Bereits im Mai habe ich den Cimetière de Montmartre besucht. Direkt innerhalb des malerischen Künstlerviertels, in dem z.B. auch Die fabelhafte Welt der Amélie gedreht wurde, zu Füßen der Sacré-Cœur Basilika liegt dieser kleine Friedhof, auf dem, neben den untenstehenden, außerdem noch der Maler Edgar Degas, der Schriftsteller Alexandre Dumas der Jüngere (Die Kameliendame; der Ältere liegt im Pantéon, s.u.) die Brüder Goncourt, Stifter des gleichnamigen, wichtigsten Literaturpreis Frankreichs, der Komponist Jacques Offenbach, aber auch die Physiker Jean Bernard Léon Foucault und André-Marie Ampère liegen.

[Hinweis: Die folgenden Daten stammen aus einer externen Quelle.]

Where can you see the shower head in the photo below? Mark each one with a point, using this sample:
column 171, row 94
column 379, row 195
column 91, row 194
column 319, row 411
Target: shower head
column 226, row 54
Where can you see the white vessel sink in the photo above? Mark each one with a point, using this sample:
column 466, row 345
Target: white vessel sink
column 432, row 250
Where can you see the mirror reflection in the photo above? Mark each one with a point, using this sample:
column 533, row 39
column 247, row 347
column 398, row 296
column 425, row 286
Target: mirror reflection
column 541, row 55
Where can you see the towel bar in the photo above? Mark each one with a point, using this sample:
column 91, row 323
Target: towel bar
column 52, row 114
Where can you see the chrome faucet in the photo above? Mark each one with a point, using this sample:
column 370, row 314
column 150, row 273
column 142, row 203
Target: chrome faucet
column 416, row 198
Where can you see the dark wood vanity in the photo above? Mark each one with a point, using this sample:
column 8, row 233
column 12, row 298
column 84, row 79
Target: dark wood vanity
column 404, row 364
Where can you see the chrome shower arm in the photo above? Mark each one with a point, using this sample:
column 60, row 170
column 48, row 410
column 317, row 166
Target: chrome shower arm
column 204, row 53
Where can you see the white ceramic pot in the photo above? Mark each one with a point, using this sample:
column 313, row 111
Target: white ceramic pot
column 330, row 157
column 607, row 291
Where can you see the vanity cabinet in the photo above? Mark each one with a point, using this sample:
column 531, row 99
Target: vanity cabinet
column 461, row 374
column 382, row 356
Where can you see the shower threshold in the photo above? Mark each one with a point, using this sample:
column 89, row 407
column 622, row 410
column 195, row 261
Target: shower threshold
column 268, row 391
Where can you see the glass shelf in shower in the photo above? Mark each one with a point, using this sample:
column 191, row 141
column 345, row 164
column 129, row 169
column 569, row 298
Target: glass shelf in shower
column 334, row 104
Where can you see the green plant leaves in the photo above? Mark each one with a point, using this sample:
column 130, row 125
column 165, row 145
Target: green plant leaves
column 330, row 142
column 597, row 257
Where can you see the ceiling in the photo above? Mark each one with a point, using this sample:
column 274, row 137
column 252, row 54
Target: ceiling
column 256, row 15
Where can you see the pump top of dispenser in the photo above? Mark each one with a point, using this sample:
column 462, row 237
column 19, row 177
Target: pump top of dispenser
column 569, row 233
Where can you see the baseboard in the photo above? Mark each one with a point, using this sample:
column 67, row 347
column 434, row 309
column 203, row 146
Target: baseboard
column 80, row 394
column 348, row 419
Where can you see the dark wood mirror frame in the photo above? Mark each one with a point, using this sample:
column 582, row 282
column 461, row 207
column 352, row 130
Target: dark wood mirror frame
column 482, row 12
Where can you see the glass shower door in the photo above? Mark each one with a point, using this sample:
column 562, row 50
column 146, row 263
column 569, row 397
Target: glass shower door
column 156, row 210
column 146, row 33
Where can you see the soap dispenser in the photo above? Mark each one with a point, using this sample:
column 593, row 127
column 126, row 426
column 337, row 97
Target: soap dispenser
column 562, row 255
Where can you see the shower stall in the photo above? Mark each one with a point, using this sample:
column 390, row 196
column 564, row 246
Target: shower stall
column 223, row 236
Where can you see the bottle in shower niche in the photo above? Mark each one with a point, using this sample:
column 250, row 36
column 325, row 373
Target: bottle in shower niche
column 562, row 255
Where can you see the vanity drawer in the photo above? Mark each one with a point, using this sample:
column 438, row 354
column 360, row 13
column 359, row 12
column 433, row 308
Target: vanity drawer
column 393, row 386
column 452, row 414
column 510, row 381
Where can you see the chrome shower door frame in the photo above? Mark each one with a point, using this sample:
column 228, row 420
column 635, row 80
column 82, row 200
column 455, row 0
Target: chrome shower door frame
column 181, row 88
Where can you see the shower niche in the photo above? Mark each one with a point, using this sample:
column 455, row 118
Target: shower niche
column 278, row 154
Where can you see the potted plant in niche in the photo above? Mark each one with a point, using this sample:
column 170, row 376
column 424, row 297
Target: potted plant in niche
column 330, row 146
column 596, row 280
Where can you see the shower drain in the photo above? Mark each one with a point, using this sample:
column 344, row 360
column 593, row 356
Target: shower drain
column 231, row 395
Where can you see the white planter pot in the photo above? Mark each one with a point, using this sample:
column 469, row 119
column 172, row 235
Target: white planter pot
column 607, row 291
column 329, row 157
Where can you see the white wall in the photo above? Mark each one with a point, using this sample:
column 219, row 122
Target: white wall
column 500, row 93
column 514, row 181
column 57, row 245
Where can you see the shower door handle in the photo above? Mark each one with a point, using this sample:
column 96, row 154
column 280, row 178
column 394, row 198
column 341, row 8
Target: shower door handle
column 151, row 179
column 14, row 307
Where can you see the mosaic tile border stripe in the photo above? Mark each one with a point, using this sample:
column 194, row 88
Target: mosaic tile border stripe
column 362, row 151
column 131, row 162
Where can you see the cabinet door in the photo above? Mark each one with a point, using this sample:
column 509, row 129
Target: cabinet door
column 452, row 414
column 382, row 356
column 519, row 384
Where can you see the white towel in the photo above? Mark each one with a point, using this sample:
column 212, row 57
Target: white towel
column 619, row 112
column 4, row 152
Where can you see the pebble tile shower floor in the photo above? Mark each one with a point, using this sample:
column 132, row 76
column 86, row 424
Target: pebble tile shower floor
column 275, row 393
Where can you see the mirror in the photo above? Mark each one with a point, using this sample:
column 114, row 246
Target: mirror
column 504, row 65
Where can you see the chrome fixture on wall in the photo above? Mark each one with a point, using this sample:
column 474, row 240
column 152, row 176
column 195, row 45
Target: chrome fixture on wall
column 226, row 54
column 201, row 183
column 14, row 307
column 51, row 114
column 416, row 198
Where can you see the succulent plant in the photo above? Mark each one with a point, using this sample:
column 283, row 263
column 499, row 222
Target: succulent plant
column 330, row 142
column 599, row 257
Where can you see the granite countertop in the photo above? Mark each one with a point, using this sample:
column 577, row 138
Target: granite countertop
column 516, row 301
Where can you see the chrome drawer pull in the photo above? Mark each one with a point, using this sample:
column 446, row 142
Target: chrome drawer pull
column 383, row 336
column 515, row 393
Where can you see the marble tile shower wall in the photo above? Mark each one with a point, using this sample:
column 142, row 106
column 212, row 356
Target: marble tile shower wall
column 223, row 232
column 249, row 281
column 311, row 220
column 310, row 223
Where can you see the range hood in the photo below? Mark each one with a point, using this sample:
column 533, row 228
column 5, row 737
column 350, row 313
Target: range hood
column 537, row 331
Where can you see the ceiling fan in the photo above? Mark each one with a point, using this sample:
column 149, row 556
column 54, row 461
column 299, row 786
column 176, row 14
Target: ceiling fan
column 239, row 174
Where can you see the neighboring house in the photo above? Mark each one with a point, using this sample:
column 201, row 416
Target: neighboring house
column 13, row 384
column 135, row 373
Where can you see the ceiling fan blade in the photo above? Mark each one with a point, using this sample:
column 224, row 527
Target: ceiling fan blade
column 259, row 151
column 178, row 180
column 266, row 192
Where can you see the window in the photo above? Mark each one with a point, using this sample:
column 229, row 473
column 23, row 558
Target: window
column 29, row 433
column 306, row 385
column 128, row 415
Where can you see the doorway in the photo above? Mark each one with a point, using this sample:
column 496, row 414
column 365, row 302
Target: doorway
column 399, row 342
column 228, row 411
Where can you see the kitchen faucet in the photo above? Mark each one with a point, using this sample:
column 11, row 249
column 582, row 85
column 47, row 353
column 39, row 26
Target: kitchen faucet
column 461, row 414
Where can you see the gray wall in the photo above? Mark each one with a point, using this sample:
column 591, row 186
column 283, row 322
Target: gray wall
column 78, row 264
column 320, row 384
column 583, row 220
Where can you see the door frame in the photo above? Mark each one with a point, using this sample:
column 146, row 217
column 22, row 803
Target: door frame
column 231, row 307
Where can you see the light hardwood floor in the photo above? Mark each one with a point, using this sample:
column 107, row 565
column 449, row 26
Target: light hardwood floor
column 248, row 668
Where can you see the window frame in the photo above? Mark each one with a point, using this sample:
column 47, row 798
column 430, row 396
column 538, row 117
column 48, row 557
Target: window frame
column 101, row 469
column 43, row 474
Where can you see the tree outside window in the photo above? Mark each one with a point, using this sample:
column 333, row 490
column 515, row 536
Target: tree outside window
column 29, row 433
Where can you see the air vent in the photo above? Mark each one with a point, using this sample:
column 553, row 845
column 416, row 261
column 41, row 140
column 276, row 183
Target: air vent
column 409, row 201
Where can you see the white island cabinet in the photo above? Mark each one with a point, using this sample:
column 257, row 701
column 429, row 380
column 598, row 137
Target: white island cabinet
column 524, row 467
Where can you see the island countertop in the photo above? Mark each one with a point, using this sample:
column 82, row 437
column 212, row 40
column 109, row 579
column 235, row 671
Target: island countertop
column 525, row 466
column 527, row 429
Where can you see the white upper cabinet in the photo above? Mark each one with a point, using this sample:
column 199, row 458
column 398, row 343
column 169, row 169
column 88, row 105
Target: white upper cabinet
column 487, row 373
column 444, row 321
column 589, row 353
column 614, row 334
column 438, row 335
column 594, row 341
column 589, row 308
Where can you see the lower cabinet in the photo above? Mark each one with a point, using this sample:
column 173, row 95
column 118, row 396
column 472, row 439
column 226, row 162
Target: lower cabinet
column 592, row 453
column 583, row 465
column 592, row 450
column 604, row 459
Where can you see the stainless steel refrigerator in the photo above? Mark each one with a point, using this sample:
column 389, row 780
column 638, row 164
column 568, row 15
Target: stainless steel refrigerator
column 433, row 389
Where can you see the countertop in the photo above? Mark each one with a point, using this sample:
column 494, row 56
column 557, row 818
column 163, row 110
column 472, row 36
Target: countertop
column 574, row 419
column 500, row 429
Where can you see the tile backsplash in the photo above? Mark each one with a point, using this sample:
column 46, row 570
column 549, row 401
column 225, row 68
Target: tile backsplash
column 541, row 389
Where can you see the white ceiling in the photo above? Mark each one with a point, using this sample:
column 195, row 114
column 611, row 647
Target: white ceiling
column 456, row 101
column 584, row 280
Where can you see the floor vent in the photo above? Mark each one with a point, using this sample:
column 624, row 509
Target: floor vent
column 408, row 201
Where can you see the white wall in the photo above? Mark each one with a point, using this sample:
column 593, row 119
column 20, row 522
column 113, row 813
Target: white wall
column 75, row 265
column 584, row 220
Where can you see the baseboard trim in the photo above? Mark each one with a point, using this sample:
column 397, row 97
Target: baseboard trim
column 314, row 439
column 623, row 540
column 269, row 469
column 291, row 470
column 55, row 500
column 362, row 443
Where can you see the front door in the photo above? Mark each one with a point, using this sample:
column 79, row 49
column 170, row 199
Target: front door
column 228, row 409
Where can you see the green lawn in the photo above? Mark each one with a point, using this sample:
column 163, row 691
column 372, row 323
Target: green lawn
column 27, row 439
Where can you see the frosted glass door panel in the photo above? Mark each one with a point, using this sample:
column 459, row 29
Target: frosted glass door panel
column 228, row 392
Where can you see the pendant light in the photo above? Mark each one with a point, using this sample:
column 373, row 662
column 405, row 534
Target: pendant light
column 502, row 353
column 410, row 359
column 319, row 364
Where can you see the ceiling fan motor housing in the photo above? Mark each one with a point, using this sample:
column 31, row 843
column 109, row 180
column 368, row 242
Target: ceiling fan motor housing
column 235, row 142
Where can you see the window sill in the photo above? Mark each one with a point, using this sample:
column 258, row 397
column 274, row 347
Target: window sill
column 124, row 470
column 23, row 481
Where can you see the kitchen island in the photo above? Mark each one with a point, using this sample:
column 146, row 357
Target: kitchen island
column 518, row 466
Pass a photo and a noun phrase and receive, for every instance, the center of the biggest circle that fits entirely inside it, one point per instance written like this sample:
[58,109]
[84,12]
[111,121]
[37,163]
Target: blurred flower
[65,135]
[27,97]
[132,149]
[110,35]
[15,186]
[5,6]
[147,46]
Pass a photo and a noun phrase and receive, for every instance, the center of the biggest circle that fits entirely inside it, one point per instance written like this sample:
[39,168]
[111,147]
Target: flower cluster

Zu meinem Beitrag zum Grab Heinrich Heines.
In unmittelbarer Nähe zu meiner Bleibe bei meinem Freund Max lag der Cimetière du Père Lachaise, der größte Friedhof Paris‘. Dieser riesige Park ist wahrscheinlich einer der berühmtesten Friedhöfe der Welt. Hier brach der Kommune-Aufstand 1871 zwischen den Gräbern zusammen, die letzten 147 überlebenden Auständischen wurden am Rande des Gräberfeldes an der Mur des Fédérés erschossen und gemeinsam bestattet. Heute noch ein Wallfahrtsort für Linke aller Welt.
Ebenso Wallfahrtsort die Gräber von Oscar Wilde und Jim Morrison, inzwischen aufgrund des starken Publikumsandrangs aber mit einer Plexiglasscheibe geschützt bzw. abgesperrt. Hier ruht auch in einem kleinen neugotischen Tabernakel das berühmte Liebespaar Abaelard und Héloise. Wäre dies nicht alles schon genug liegen hier neben den unten abgebildeten u.a. noch Moliére, La Fontaine, Barbusse, Gertrude Stein, Edith Piaf, die Komponisten Bizet und Rossini sowie die Maler Delacroix und Max Ernst.
Als letzter der drei besuchten Friedhöfe, es gibt außerdem noch den Cimetière de Passy, auf diesem liegt aber „nur“ Claude Debussy, der mich interessiert hätte, abschließend der Cimetière Montparnasse. Dieser Friedhof wurde 1824 nur für die Bewohner des linken Seineufers eröffnet. Auch hier liegen berühmte Franzosen und Weltbürger, vor allem des 20. Jahrhunderts. Nicht abgebildet weil nicht besucht oder nicht gefunden sind hier Guy de Maupassant, Camille Saint-Saëns, Charles Augustin Sainte-Beuve, Alfred Dreyfus, Joris-Karl Huysmans, Henri Poincaré und Susan Sontag. Seit dem Frühjahr diesen Jahres liegt hier auch Stéphane Hessel begraben.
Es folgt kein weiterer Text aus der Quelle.